来年の新入学に向けた「ランドセル選び・購入」いわゆる「ラン活」は、5月の連休ごろがピークだという。親から子へ、祖父母から孫へ。子どもへの思いが"ラン活"を熱くしている。
◇動画はYouTube 福島ニュース【福テレ】でご覧いただけます。
早まるラン活
「ラン活」という言葉が出始めたのは2015年ごろ。日本鞄協会ランドセル工業会によると、ランドセルの色や装飾などバリエーションが徐々に増え始め、お気に入りの一点を買い求めたいというのがきっかけの一つだという。
ランドセルの購入時期はもともと新入学前の冬頃だったが、10年前ごろから6月からお盆に最盛期を迎えるようになり、現在では3月ごろからゴールデンウィーク前後がピークに変わってきている。
購入時期が早まった理由として、インターネットで最新の情報が更新されるようになり、店に足を運ばなくてもランドセルが選べるようになったこと。また少子化が進み、親や祖父母が子ども1人あたりにかけられる金額が増え、より良いものを時間を掛けて選ぶようになったことなどが挙げられる。
メーカーにはメリットも
創業40年のランドセルメーカー「榮伸」 福島県泉崎村の工場では、1日約400個、年間で10万個ほどのランドセルを、従業員が一つひとつ手作業で製造している。
橋本達宏工場長は「手作業でやることによって、材料で微妙に違う部分を修正しながら作っているので、一つ一つを温かみのある商品になっている」と話す。
ラン活に合わせ榮伸では、2月にカタログを製作。3月にはインターネットでの受け付けをスタートしている。
「ランドセルが必要になる時期は、翌年の4月。必ずそこに間に合わせるように生産できるので、生産が平準化するので非常に有難い」と橋本工場長が言うように、ラン活はメーカー側にもメリットがある。
一方で毎年苦労するのが「トレンド予測」だ。来年どのようなランドセルが人気となるのか?前年の販売実績や材料メーカー・百貨店のバイヤー・購入客の声などをもとに推測。デザイナーと新たな色を試験的に生産し、先行販売することもあるという。橋本場長は「アパレル関係と近いものがある。洋服の流れも多少影響すると思う」と話す。

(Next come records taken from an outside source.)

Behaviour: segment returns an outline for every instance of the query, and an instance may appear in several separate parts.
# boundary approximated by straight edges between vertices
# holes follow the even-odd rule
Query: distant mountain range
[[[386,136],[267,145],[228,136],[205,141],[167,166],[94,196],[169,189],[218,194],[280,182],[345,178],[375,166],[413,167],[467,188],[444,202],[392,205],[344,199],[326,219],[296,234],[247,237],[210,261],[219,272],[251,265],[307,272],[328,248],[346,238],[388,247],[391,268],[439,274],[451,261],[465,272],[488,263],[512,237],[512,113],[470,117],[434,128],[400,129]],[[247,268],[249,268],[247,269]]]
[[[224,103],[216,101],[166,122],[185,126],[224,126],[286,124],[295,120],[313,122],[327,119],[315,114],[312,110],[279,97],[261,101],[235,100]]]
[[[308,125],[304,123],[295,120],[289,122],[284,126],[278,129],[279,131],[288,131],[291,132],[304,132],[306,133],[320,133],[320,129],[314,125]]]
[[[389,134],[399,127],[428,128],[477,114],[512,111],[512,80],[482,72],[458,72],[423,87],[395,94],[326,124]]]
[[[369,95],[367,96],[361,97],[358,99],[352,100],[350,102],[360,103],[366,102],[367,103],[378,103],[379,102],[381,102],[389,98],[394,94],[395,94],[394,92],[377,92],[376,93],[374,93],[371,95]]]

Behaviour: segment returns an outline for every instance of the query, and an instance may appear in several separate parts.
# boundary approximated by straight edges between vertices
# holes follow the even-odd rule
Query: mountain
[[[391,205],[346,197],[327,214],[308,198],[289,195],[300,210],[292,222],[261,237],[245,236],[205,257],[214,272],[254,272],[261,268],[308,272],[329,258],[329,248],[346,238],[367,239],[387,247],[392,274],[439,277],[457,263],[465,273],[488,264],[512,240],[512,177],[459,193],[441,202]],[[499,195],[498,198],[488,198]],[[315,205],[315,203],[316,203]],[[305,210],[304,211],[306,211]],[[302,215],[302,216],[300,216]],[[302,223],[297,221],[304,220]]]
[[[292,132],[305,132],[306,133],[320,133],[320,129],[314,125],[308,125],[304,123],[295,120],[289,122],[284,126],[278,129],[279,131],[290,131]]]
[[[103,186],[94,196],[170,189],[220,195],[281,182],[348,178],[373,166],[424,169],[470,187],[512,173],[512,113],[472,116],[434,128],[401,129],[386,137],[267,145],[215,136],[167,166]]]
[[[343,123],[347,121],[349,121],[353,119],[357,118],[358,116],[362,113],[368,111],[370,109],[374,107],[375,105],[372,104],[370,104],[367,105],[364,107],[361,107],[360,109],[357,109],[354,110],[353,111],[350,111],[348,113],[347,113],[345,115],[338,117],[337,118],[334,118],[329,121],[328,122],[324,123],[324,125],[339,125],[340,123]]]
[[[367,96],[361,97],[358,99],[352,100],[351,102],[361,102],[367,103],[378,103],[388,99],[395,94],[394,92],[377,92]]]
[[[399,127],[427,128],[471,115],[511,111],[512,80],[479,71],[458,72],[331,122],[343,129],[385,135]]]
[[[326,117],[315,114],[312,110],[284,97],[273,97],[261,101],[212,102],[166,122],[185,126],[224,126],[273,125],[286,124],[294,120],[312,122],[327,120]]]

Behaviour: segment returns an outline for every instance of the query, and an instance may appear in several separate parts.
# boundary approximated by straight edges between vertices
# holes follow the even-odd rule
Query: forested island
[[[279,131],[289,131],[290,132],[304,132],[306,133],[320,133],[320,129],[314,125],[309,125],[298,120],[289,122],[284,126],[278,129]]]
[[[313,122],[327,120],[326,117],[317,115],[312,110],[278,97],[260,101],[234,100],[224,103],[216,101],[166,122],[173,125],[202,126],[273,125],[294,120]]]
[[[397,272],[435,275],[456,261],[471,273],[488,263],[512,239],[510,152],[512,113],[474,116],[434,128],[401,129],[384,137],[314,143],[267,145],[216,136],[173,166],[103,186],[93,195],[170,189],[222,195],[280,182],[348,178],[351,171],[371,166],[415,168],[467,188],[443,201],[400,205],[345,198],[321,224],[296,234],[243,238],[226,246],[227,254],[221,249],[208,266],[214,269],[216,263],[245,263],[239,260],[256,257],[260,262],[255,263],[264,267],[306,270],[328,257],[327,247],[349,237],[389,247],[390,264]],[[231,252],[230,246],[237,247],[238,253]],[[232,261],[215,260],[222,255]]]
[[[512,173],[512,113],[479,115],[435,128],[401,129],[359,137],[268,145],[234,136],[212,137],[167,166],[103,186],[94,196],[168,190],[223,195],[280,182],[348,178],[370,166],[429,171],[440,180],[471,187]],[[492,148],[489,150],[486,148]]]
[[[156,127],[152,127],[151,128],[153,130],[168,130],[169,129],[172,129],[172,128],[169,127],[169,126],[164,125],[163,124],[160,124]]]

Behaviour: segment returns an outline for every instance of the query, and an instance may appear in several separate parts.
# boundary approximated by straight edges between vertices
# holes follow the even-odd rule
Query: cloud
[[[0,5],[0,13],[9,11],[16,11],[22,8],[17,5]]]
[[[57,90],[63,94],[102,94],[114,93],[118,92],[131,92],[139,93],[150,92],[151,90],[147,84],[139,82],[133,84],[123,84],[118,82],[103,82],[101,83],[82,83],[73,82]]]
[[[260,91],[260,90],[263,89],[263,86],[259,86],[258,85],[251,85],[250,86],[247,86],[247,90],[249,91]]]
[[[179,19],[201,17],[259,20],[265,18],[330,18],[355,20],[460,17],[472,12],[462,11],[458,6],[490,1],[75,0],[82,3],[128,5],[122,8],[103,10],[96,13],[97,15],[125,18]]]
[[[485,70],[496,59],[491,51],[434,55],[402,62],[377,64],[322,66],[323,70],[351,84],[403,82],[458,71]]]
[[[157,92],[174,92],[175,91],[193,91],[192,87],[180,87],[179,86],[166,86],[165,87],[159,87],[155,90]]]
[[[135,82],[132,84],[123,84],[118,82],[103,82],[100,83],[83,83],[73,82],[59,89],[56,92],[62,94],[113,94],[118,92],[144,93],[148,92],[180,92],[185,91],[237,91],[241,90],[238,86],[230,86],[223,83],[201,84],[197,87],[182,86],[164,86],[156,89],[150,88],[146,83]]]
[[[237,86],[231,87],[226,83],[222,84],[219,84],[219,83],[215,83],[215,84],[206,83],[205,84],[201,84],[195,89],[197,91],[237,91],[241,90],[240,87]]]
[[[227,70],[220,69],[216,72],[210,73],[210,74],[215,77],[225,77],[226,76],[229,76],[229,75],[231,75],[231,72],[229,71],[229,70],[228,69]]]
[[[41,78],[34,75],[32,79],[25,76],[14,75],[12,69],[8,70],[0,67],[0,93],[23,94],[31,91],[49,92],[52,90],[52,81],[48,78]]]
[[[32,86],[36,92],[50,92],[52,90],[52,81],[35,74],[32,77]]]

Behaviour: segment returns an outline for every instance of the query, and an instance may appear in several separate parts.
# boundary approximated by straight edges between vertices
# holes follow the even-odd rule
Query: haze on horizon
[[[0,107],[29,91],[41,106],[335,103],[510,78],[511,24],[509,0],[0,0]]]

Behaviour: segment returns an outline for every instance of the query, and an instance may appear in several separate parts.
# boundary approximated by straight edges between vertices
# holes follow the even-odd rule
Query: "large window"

また、人気のランドセルに求められるのが「軽さ」と「機能性」
例えば、金属ではなくプラスチック樹脂を使うことで、軽量化も考えながら丈夫さも追及。1年生から6年生の体形変化に対応するよう、幅を広げられる機能も。ニーズにあわせ時代とともに進化するランドセル。「ラン活」がその進化を加速させているようだ。
大きく軽量 色も豊富に
20年ほど前のランドセルと現在のランドセルを比べてみると、教科書の大きさが変わったり、バインダーなど授業で使うものを入れられるよう、ランドセルのサイズや形も変わっている。ただ重さはほとんど変わっておらず、軽量化が進んでいる。
2024年に流行する色について、榮伸の橋本さんは2023年同様に淡い色・パステルカラーが流行すると予想している。パステルカラーは、高学年になった時にも落ち着いた印象を与え、根強い人気だという。
2年後の新入学に向けて購入を検討している人もいるというので「ラン活」のピークはさらに早まるかもしれない。